El que quiera ser águila que vuele, el que quiera ser gusano que se arrastre pero que no grite cuando lo pisen.

El burgués, no conforme con poseer grandes tesoros de los que nadie participa en su insaciable avaricia, roba el producto de su trabajo al obrero y al peón

Quiero morir como esclavo de los principios, no de los hombres.

La ignorancia y el oscurantismo en todos los tiempos no han producido más que rebaños de esclavos para la tiranía.

Muchos de ellos, por complacer a tiranos, por un puñado de monedas o por cohecho o soborno traicionan y derraman la sangre de sus hermanos

Si no hay justicia para el pueblo, que no haya paz para el gobierno.

Ruego a usted y a todos sus secuaces se dirijan a la cabeza y no a los pies para arreglos de paz.

Aguardamos la hora decisiva, el momento preciso en que los pueblos se hunden o se salvan.

¡Libertad, Justicia y Ley!

A mí me persiguen por el delito de querer que coman los que siempre han tenido hambre.

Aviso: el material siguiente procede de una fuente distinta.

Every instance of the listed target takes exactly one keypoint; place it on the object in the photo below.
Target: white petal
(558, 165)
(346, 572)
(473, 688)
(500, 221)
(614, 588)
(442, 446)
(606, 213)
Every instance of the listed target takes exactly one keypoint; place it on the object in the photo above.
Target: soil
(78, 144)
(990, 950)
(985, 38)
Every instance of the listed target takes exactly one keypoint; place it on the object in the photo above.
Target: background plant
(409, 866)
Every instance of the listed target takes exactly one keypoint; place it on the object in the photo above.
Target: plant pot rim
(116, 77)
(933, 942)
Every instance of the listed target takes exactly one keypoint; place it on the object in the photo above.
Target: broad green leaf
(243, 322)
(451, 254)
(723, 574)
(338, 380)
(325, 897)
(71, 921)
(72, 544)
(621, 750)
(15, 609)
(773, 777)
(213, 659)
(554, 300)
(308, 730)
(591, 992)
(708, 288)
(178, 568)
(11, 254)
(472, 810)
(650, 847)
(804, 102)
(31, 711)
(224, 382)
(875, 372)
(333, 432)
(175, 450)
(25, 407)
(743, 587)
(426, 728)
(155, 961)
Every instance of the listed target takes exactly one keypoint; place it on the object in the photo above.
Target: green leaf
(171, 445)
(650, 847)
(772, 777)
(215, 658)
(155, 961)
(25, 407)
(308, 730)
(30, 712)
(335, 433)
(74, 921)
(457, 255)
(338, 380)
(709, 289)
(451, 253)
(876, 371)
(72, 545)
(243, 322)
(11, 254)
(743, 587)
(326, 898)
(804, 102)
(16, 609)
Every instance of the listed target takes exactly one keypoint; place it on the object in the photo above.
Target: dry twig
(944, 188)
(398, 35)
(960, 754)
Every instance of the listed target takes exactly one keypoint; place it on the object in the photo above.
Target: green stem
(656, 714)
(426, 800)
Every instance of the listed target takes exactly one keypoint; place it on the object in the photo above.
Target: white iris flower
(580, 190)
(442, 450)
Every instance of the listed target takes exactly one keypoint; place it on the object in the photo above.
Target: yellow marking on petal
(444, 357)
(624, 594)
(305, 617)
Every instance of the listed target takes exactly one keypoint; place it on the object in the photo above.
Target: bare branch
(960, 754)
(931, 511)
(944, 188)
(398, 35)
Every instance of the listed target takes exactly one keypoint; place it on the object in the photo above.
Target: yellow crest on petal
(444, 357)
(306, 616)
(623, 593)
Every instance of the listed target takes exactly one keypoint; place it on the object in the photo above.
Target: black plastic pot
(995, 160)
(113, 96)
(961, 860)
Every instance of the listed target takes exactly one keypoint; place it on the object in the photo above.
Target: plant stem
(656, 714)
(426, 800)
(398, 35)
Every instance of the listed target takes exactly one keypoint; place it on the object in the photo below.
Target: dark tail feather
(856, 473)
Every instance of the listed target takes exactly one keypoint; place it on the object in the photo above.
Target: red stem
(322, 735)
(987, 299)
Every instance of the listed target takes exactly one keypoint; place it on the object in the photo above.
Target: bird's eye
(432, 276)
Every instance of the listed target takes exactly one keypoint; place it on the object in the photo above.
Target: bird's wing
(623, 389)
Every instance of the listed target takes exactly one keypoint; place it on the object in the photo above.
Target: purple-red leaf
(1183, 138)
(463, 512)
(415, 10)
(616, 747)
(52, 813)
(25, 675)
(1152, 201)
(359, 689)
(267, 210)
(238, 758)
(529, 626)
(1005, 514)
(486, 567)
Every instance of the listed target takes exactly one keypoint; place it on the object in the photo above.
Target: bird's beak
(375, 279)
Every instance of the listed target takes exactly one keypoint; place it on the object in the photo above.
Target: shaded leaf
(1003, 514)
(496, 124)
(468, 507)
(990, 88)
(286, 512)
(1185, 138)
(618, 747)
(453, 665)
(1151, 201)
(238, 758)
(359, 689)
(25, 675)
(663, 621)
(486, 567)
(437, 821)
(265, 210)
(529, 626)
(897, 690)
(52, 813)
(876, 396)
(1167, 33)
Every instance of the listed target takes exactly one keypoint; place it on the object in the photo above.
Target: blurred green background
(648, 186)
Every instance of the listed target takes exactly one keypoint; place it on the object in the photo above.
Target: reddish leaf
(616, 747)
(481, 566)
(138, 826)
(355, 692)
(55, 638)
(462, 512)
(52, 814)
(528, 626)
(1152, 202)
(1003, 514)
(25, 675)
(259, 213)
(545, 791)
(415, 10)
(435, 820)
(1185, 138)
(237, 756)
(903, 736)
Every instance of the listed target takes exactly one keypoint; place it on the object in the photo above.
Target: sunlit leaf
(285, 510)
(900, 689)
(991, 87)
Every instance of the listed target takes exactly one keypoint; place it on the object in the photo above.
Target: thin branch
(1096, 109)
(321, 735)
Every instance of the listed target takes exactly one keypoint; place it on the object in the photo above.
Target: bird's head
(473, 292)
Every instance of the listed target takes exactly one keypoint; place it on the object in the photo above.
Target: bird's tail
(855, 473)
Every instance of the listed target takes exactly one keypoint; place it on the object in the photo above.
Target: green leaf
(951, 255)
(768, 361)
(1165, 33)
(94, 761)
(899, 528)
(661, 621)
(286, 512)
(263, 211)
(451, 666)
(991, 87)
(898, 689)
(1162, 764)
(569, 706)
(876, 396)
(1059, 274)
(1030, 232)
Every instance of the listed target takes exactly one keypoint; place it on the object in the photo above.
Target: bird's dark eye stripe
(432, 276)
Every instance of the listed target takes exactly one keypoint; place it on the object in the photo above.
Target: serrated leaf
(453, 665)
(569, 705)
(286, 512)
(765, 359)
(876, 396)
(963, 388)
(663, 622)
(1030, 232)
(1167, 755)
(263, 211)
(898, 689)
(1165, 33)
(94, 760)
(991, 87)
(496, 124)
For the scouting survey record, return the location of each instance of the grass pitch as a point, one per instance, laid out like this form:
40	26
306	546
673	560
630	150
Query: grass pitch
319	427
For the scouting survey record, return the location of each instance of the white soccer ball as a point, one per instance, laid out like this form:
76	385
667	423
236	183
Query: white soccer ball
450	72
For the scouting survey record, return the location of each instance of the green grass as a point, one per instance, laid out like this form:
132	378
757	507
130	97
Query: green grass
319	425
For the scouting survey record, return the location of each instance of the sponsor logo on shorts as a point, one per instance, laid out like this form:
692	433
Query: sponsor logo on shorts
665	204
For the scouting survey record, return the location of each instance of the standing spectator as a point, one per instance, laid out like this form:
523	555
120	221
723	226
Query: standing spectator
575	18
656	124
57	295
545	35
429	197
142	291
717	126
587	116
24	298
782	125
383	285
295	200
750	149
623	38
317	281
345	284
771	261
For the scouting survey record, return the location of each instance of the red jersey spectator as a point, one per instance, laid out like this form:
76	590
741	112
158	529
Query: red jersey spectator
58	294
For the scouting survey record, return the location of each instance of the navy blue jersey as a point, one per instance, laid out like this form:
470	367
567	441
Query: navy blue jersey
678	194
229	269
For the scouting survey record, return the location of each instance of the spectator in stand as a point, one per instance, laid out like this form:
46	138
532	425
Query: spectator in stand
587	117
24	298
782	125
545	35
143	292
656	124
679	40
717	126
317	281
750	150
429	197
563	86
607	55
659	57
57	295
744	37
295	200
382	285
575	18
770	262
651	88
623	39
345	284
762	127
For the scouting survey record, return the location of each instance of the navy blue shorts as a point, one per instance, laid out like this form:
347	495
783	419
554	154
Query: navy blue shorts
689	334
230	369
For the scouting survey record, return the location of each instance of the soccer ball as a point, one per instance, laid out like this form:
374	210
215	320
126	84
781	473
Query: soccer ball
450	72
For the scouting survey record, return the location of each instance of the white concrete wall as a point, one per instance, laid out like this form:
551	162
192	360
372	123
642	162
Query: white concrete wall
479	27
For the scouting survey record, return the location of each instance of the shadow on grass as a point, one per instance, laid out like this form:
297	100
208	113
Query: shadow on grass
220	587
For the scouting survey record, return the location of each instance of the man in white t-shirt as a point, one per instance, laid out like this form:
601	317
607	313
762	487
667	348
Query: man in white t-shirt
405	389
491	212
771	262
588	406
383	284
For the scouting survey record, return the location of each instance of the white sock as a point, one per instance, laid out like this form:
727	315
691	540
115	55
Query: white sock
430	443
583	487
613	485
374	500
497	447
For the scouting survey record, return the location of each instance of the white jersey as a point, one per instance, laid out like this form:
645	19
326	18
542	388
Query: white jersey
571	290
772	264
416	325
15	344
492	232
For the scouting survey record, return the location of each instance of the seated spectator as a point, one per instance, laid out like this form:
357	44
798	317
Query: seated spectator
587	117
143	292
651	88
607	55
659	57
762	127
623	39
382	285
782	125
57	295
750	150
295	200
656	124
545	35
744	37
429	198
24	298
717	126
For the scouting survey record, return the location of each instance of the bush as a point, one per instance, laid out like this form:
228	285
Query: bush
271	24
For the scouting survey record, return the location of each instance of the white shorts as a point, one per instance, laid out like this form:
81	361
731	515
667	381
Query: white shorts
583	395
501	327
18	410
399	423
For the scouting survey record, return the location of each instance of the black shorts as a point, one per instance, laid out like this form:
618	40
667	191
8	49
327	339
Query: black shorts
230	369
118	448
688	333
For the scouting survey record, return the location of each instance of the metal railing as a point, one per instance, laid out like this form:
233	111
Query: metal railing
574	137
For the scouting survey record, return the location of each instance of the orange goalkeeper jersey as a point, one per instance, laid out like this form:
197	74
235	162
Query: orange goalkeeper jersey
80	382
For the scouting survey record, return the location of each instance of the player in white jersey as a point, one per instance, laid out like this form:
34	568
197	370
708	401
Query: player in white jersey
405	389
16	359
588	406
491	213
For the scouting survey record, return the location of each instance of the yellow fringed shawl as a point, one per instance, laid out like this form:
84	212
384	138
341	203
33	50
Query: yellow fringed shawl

Mejor morir de pie que vivir toda una vida arrodillado.

Somos partidarios de los principios y no de los hombres.

La paz sólo puede restablecerse en base a la justicia, por palanca y sostén la libertad y el derecho y por cúpula de ese edificio, la reforma y el bienestar social.

Cierto. Tienen razón.

Lo indispensable es que todos nos sintamos resueltos a defender el interés común y a rescatar la parte de soberanía que se nos arrebata.

Y aún tenemos de otros.

Con calma y nos amanecemos, nos diría quien ya saben.